林為民的困意在一瞬間消失的一干二凈,他起身接過陶慧敏手中的電話,電話那頭傳來石鐵生沙啞的聲音。
外面天色仍舊暗沉,但能看見一絲亮光,現在已經是黎明時分。
程西米習慣起床為全家人準備早餐,往常這個時候,石父也應該已經起了。
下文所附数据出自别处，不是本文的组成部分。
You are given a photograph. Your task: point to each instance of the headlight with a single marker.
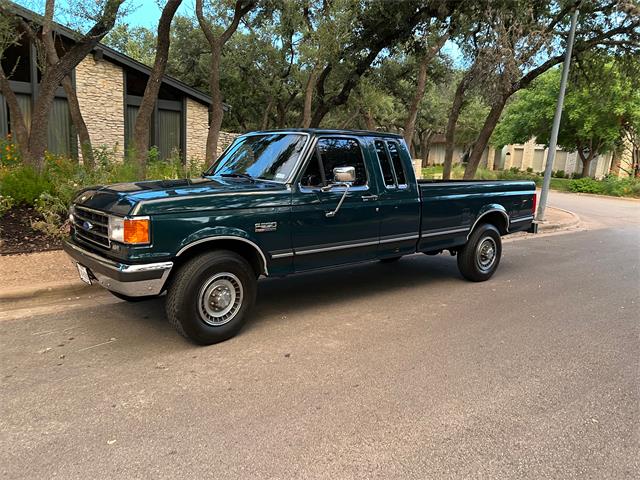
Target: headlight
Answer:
(129, 230)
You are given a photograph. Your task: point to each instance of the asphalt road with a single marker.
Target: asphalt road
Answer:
(376, 371)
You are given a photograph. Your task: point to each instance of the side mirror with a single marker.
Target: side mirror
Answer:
(342, 177)
(344, 174)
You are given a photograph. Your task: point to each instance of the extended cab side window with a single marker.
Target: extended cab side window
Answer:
(394, 151)
(385, 164)
(331, 153)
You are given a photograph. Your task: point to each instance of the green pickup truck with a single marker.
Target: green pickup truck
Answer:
(280, 202)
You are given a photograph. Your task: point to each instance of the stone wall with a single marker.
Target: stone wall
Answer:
(224, 140)
(197, 128)
(100, 90)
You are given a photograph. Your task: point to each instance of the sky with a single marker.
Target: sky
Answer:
(143, 13)
(146, 13)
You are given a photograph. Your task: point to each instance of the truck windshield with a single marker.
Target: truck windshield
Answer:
(269, 156)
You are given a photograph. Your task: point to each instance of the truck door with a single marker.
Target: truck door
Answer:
(399, 200)
(321, 235)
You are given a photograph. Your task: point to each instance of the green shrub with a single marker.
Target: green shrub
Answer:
(6, 203)
(54, 216)
(24, 185)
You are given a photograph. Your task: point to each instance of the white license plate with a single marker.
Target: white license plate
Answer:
(84, 274)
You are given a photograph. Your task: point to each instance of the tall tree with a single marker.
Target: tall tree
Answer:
(32, 141)
(428, 52)
(150, 96)
(47, 35)
(520, 35)
(377, 27)
(595, 109)
(216, 43)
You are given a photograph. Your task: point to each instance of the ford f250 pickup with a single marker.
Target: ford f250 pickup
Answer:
(277, 203)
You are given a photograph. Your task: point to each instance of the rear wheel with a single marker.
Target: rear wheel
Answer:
(209, 298)
(479, 258)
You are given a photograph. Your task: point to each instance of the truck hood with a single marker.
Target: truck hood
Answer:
(168, 196)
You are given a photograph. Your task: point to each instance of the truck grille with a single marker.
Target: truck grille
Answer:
(91, 226)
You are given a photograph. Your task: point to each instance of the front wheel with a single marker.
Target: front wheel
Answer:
(209, 298)
(479, 258)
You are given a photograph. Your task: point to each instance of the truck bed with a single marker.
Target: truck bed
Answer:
(450, 208)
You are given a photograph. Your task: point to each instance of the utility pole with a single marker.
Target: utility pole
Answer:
(553, 141)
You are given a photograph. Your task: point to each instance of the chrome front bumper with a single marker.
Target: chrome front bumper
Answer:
(133, 280)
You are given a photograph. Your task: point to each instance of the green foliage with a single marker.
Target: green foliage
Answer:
(9, 153)
(6, 204)
(51, 192)
(53, 211)
(598, 102)
(23, 184)
(617, 187)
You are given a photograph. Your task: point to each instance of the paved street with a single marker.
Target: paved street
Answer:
(375, 371)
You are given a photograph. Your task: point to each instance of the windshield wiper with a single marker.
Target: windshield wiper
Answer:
(238, 175)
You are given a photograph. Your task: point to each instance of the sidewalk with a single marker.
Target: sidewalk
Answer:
(48, 273)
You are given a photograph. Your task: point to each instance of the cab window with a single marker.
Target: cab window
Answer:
(394, 151)
(329, 154)
(385, 164)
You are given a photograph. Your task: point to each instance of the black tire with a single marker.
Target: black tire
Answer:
(192, 306)
(127, 298)
(479, 258)
(390, 259)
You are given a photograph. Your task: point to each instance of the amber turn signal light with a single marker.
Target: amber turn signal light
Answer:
(136, 230)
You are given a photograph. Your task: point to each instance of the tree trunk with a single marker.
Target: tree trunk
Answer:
(150, 97)
(421, 83)
(217, 110)
(369, 120)
(586, 161)
(216, 42)
(18, 125)
(308, 96)
(34, 146)
(483, 137)
(425, 141)
(267, 113)
(449, 136)
(86, 150)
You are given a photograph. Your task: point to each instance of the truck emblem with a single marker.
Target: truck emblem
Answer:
(266, 227)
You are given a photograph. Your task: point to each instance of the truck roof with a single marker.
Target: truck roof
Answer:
(323, 131)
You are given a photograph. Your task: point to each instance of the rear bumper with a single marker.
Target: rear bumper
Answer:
(133, 280)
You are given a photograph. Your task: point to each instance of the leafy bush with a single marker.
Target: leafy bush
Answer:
(9, 153)
(585, 185)
(6, 203)
(23, 184)
(54, 216)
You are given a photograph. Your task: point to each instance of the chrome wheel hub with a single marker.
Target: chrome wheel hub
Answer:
(220, 298)
(486, 254)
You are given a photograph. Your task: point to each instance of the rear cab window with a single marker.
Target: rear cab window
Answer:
(388, 152)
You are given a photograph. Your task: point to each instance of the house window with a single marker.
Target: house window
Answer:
(166, 124)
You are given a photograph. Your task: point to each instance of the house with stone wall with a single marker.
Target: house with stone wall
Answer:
(109, 88)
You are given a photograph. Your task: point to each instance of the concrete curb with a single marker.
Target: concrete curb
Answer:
(554, 227)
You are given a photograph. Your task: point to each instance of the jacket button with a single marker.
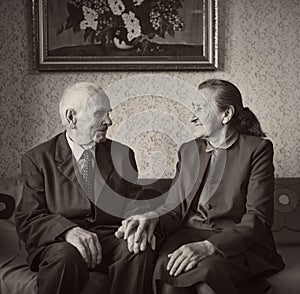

他年紀大,睡眠淺且短,平時總是在天還沒亮的時候就起床,經常會在程西米還沒起床的時候就忙碌起來。
可今天早上程西米卻并未看到石父,她起初也未在意,以為老頭兒難得睡了個懶覺。
她先去把粥熬上之后,想問問石父早上是想吃雞蛋還是油條,吃油條她得早點去買。
程西米敲了幾聲石父的門,發現沒反應心中察覺出不對,推開門進屋一看,石父已經在睡夢中離開,身體尚有一絲余溫。
電話中說的很簡短,林為民是到了石鐵生家之后才了解到了石父去世的來龍去脈。
他是開車來的,除了鄰居們,他來的是最快的。
“我拉著去醫院?還是叫救護車?”
倉促的到來,林為民連臉都沒洗,也顧不上悲傷詢問著石鐵生的意見。
“我叫了救護車,跟他們說了不著急,發現的時候人都快涼透了。送去就是診斷一下死因,開證明。”石鐵生臉色悲戚,聲音低沉。
林為民沒再說什么。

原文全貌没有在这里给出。